- Born: Sylvia Mae Hughes April 16, 1891 Fairfield (now Oakford), Howard County, Indiana, US
- Died: January 7, 1951 (aged 59) Michigan City, Indiana, US
- Occupation: Prostitute
- Known for: Minor associate of the John Dillinger gang
- Spouse(s): 1. Charles O. Alexander (1910-?) 2. John Clevenger (1915-1930) 3. Chester Williams (1930-?)
- Parent(s): Charley and Mary Hughes

= Sylvia Clevenger =

American prostitute

Sylvia Clevenger (born as Sylvia Mae Hughes; April 16, 1891 – January 7, 1951) was an American prostitute who worked with madam Pearl Elliott and was a minor associate of the John Dillinger gang. Her brother William was the former husband of Elliott. She was married three times, reverting to her maiden name of Hughes after her divorce from her second husband, John Clevenger, in 1930. She lived for much of her life in Kokomo, Indiana, and died in 1951 in Michigan City, Indiana.

== Early life ==
Sylvia Mae Hughes was born on April 16, 1891, at Fairfield (now Oakford) in Howard County, Indiana. She was the daughter of Charley and Mary Hughes. According to the 1900 census, the family was living in Taylor Township, where her father's occupation was listed as a horse jockey.

== Marriage ==
Hughes married Charles O. Alexander in Howard County on April 26, 1910. In the census of that year, the couple were recorded as living with her father in Taylor Township, Howard County, and two years later, they appear in the city directory of Kokomo. They were living at 323 1/2 North Buckeye, where Charles' occupation was listed as a waiter.

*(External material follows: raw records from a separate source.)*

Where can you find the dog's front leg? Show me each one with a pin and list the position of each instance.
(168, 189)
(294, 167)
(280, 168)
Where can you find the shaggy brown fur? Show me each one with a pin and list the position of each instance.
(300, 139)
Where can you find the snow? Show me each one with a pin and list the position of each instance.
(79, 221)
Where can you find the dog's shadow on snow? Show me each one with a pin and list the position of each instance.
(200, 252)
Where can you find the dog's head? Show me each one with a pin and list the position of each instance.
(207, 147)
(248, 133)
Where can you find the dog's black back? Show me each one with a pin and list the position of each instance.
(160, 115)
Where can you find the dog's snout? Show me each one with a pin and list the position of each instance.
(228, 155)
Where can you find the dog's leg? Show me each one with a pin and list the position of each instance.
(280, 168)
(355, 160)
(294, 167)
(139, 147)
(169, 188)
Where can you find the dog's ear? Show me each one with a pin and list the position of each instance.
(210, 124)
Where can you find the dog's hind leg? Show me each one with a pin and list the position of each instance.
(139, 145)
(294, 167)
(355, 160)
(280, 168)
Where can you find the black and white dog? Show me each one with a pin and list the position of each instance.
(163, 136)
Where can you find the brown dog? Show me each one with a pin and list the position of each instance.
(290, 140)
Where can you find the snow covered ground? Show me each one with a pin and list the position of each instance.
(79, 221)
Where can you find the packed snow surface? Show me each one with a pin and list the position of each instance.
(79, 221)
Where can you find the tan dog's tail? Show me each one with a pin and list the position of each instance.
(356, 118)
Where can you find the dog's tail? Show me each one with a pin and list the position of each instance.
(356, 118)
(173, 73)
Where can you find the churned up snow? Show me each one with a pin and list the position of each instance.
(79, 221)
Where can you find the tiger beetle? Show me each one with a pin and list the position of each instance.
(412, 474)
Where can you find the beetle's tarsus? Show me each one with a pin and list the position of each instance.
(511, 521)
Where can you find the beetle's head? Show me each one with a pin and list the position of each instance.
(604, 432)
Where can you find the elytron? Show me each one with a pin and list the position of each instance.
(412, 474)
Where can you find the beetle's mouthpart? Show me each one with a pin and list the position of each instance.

The marriage was short-lived, as she was married for the second time on February 23, 1915, to John Clevenger in Howard County. Her location and the occupation of her husband can be traced from subsequent city directories for Kokomo and from census returns. In 1918, they were living at 1525 North McCann, and he was a teamster. Two years later, they were living at 715 West Street in Kokomo, and had a son. John was by then a dealer in livestock. He was listed as a horse dealer in 1923, when they were living at 2437 North Main, and three years later were still living at the same location, but his occupation was a stock dealer. John's occupation had changed again by 1928, as he was listed as a driver in the city directory.

By the time of the 1930 census, the couple were living at 2437 North Buckeye Street in Kokomo, where John's occupation was listed as a laborer, but the city directory for the same year listed Hughes as living on her own at 212 South Locke. On November 2, 1930, she was married for the third time, to Chester Williams in New Albany, Indiana. They were operating a used car business in 1934, and were based at 2437 North Main, where Hughes had lived in the 1920s with John Clevenger.

== Local notoriety ==
Hughes' husband, Clevenger, was well known to Kokomo police and had been convicted on liquor violations. On August 16, 1929, he brought a suit for divorce, charging that Sylvia refused to fix his meals, was constantly away from home and was 'in evil associations'. Three days later, a hearing on the case of assault and battery against John Clevenger filed by Hughes was postponed due to lack of witnesses from the city. A continuance in the case was granted on August 24, but the charges were eventually dismissed on December 5.

On May 26, 1930, Clevenger found that Hughes was living in Terre Haute with Chester Williams. Clevenger and Frank Wallace, a parolee from Michigan City, beat Williams so severely that he was hospitalized for two weeks. Both men were charged with assault and battery with intent to kill.

On September 16, 1930, Hughes hosted Pearl Elliott, Mrs. John Kiefer and Miss Bernice Rose, all of Kokomo, in Terre Haute. She was granted a divorce from Clevenger in September 1930 in Vigo County on grounds of cruel and inhumane treatment, and returned to using her maiden name of Hughes.

== Association with Dillinger ==
In September 1933, bank robber John Dillinger gave $27,000 in cash to Pearl Elliott to buy and equip a hideout for his gang in Terre Haute, Indiana. Elliott enlisted the help of Clevenger, and the residence at 2351 Fernwood Avenue was purchased.

Confessions of Ed Shouse, an associate of Dillinger, placed members of the gang in Terre Haute before the robberies of the Peru police station and the Central National Bank in Greencastle. When two suitcase-toting hitchhikers paid a Hendricks county farmer $25 to drop them off in Terre Haute at the corner of 25th and Fernwood, the police were contacted. On the morning of November 8, 1933, members of the Terre Haute Police, Indiana National Guard, and Indiana State Police raided the residence but did not find any of the gang there.

== Post Dillinger ==
On March 5, 1935, Clevenger and Hughes filed suit in Howard County Circuit Court for possession of two lots and buildings against the estate of George Clevenger.

== Death ==
Hughes died on January 7, 1951, in Michigan City, Indiana, at the age of 59. She was buried in Crown Point Cemetery in Kokomo, Indiana.